Eight.
That's how many episodes of Buffy the Vampire Slayer I watched today. I couldn't help myself. I only stopped because we were sitting down for dinner, and I decided I needed to do something of relative value today. This was after sleeping in to eleven in the morning. That's late for me. Thankfully, Joss Whedon and tea know how to make everything okay.
When I was a child, I watched this show religiously. My friends and I were obsessed with it. Every week, when the new episodes aired, we would spend all our time out of class talking about it.
We were eleven.
Somehow, the idea that we might be too young for the show never crossed our minds. To us, it was okay to watch a show in which people were hurt and killed or had sex, and we readily accepted the same-sex relationship of Willow and Tara.

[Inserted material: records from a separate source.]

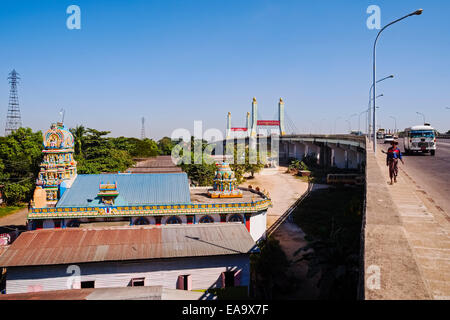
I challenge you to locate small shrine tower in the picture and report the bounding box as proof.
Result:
[33,122,77,208]
[208,162,242,198]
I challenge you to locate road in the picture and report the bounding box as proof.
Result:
[376,138,450,215]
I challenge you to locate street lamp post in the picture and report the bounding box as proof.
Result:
[372,9,423,153]
[333,117,341,134]
[416,112,426,124]
[367,74,394,141]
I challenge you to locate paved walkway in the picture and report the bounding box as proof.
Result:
[365,144,450,299]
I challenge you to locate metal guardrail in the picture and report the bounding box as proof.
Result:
[266,182,314,238]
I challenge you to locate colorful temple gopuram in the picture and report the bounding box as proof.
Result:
[28,123,271,240]
[33,123,77,207]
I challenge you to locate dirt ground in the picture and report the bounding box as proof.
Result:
[241,166,318,299]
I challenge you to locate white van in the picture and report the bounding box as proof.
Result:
[403,123,436,156]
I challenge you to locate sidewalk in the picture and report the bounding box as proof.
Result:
[365,142,450,299]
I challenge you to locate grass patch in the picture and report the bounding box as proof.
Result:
[0,204,27,218]
[293,186,364,299]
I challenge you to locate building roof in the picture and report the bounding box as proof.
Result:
[56,172,191,207]
[0,286,204,300]
[0,223,256,267]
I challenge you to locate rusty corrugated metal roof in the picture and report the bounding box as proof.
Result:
[0,223,255,267]
[0,286,204,300]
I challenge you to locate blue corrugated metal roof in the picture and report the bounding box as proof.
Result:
[56,172,191,207]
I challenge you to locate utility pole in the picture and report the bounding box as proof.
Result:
[141,117,145,140]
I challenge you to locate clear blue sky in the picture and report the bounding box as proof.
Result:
[0,0,450,138]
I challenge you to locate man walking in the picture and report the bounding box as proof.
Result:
[386,141,405,184]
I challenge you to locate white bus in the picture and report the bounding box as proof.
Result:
[403,124,436,156]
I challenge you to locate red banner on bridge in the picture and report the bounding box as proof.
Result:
[256,120,280,126]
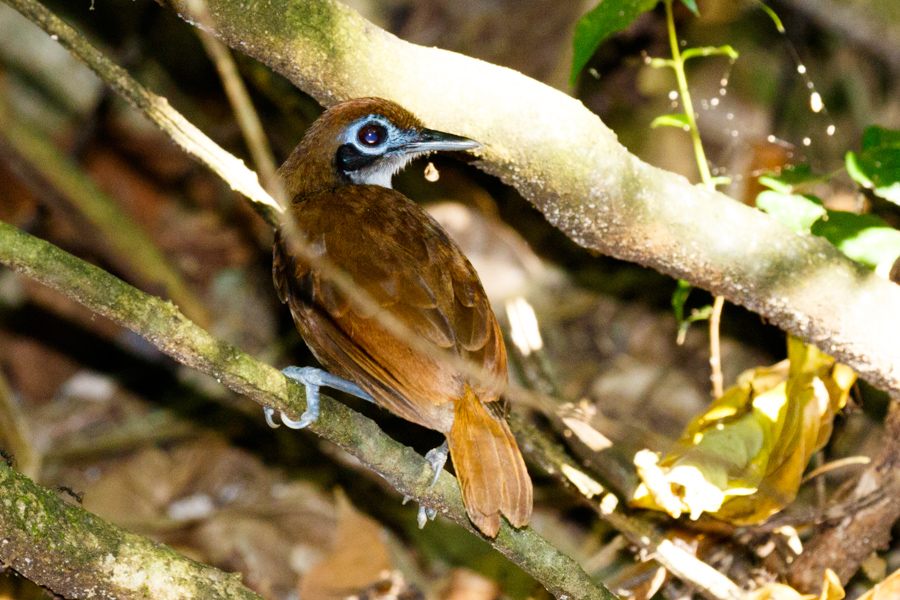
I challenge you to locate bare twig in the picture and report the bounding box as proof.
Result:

Of course, it wasn't the worst thing anyone in the school watched (in terms of how young we were to be watching it.) Plenty of people were watching South Park then, which is clearly and definitively more offensive, less tasteful, more racist and sexist and unsuitable for children than anything else that we laid eyes on.

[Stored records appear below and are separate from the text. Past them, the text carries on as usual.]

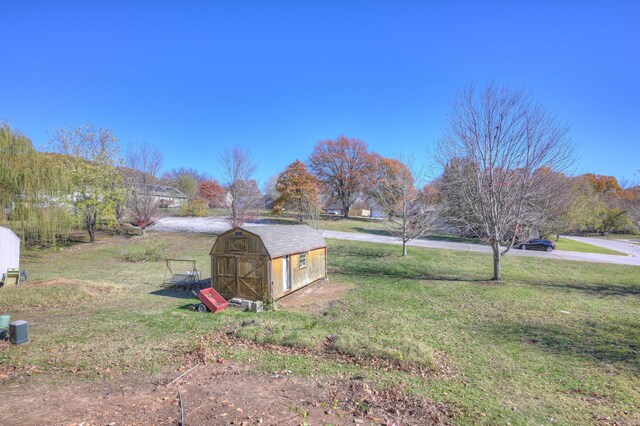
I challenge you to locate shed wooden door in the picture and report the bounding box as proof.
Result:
[216,255,265,300]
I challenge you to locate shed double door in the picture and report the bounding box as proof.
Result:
[216,255,265,300]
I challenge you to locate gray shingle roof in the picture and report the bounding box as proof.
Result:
[242,225,327,257]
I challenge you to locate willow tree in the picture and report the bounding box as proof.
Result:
[0,123,74,245]
[439,86,573,280]
[50,126,126,243]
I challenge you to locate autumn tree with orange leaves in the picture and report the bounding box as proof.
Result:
[198,180,225,207]
[274,160,320,222]
[308,135,371,218]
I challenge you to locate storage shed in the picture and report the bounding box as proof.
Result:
[210,225,327,302]
[0,226,20,281]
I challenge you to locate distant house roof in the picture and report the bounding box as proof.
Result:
[240,225,327,257]
[149,185,187,199]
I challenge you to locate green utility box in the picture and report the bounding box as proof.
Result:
[9,320,29,345]
[3,269,20,285]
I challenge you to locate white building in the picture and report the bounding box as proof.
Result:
[0,226,20,280]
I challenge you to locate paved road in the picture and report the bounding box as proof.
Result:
[149,217,640,266]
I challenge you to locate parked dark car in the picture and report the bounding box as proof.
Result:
[516,239,556,251]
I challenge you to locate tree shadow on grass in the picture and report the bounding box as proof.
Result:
[489,320,640,373]
[531,281,640,297]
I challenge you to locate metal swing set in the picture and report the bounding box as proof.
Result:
[162,259,200,290]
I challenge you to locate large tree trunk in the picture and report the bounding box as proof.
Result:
[491,243,502,281]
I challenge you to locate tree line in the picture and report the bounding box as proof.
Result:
[0,85,640,280]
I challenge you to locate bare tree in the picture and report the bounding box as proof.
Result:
[371,157,438,256]
[438,86,573,280]
[125,143,162,236]
[308,136,370,218]
[221,146,262,227]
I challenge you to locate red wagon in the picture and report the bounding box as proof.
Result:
[198,288,229,314]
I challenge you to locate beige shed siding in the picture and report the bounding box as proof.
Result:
[291,247,326,290]
[271,247,327,300]
[271,257,284,300]
[211,225,327,302]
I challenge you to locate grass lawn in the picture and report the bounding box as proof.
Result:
[552,237,626,256]
[0,234,640,424]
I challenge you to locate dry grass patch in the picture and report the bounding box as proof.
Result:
[0,279,120,312]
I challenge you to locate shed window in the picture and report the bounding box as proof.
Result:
[229,238,247,251]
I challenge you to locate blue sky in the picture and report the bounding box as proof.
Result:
[0,1,640,182]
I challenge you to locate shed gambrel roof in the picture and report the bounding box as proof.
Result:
[231,225,327,258]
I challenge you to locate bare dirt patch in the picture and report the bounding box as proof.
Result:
[278,280,353,313]
[0,361,454,426]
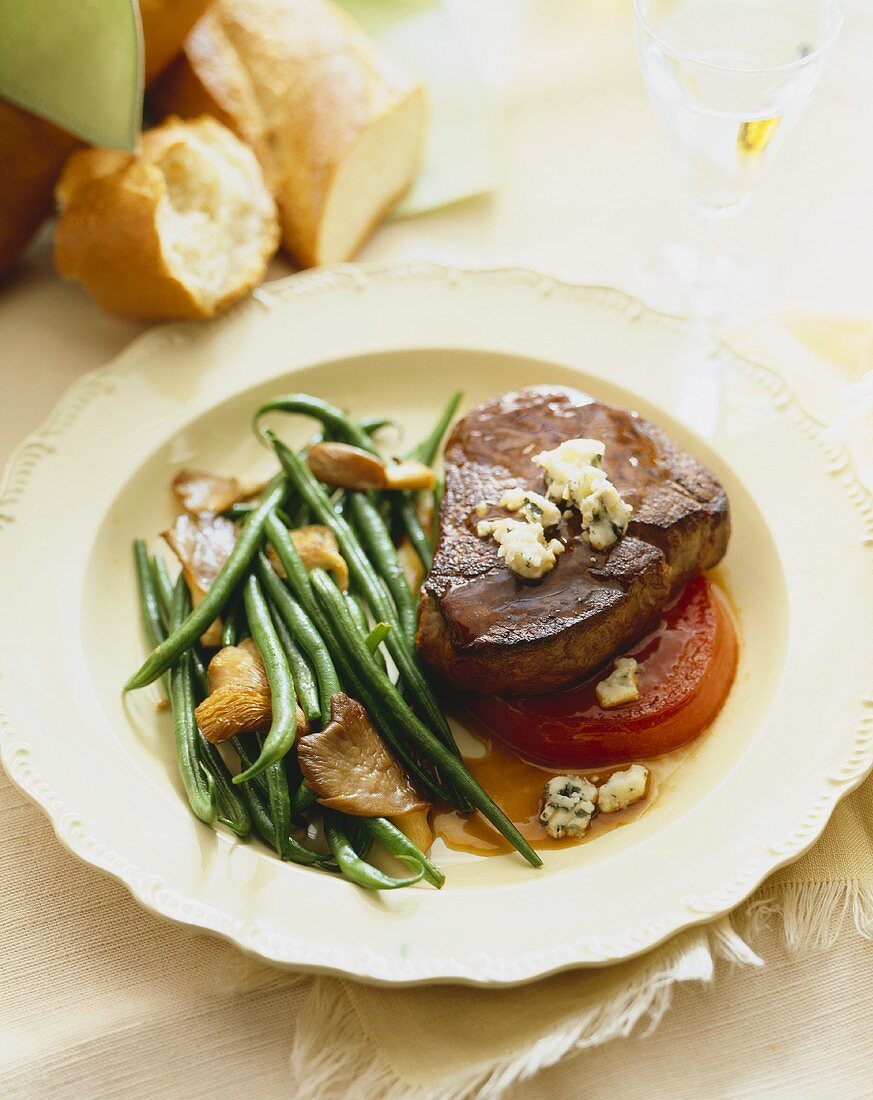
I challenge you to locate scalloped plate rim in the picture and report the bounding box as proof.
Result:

I think the line, "It's not all like that" got us off the hook more than a few times when our parents walked in on sex scenes. To be fair, that's a true statement. Buffy the Vampire Slayer was the original nerd show of the nineties, as far as I was concerned. (That, and Star Trek in its various forms... I watched a few of those, too!) Before my interest in Doctor Who, before Supernatural even existed, there was Buffy.
It was my childhood obsession in the days before we had Internet access, and before HMV closed I managed to buy the entire series boxset for €50. That was money well spent.
Buffy is one of the most influential television programmes of my life. It gave me an interest in the supernatural, it created some amazingly wacky characters, and it stood by a set of values that really stuck with me. Love and friendship and courage were some of the most commendable traits of my youth, and where I could show them I did. I think it's safe to say that Buffy the Vampire Slayer changed my life for the better.
Today's writing may have been limited to a single flash story, but it's one that reflects some of my childhood influences in fiction, the supernatural and horror. These are the roots I need to return to for The Blood of Leap, and as far as I'm concerned my time spent watching 90s television is well spent.